Third: This is harder to see but it’s there, a heavy bar slightly contoured running parallel to a few inches below the spine, from the tiny fore arms through the pelvis and out along the tail as far as it shows in this image. The purpose of that old-fashioned device is also self-evident and was just described in the preceding paragraph.
Fourth: the vertical struts that support the feet and hold the rear legs securely in place.
Fifth: is difficult to see in this printed version of this poor quality image but is visible on a CRT. There is a heavy metal strap applied to the back side of the hind legs running from the feet up the pelvis.
The viewer accepts these artificial elements as part of the mount and understands their necessity. They keep things from collapsing into a pile of dinosaur bone jackstraws.
Before moving on, you ask me what shows that this mount has been affected by dad’s method? Good question since I’ve just pointed out how it differs, but I also said that it showed his vision. The first observation is that the overall amount of hardware is remarkably reduced from what it used to be. I suppose that sounds to you like I’m contradicting what I just pointed out. It does. But I’m not. You just don’t know how much visible steel was used to hold bones together in the old method. No support was placed inside of bones so every bit of metal used to hold ribs and metacarpals and vertebrae and limb bones together was there is front of the viewer.

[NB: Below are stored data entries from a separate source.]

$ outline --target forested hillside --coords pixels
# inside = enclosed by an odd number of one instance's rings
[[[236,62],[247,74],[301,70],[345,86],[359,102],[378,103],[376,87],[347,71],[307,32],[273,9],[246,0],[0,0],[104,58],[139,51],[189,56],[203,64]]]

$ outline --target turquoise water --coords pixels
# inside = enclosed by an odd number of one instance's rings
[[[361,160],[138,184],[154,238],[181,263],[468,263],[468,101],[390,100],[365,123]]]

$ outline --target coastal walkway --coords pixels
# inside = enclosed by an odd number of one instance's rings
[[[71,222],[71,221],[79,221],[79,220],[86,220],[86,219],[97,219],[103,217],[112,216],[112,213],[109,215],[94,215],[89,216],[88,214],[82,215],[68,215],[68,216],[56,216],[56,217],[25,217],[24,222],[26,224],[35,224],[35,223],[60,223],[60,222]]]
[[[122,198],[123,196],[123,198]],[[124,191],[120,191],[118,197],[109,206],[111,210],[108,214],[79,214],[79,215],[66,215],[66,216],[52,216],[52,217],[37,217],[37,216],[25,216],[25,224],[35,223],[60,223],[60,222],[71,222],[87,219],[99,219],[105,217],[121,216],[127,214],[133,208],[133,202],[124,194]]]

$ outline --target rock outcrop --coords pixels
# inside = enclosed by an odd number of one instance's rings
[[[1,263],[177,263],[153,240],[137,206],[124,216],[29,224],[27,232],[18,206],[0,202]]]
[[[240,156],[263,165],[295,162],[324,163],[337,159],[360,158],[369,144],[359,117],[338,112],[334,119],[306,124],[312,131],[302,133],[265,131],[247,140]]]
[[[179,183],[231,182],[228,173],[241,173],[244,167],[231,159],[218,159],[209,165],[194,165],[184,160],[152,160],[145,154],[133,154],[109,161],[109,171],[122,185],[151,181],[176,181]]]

The second observation is actually the more dramatic one: the stance of this mount is vastly more realistic than the old method where the animal stood up like a pile of hay, wooden, silly, unrealistic. This mount has been dramatically improved. It looks more lifelike with its body horizontal, in an attitude of flight. The legs are bent, the creature stands up on its tip toes leaning forward, ready to lunge at its prey. And the tail is not hanging down on the ground like a limp rope. That’s dad’s artistic and realistic approach to mounts.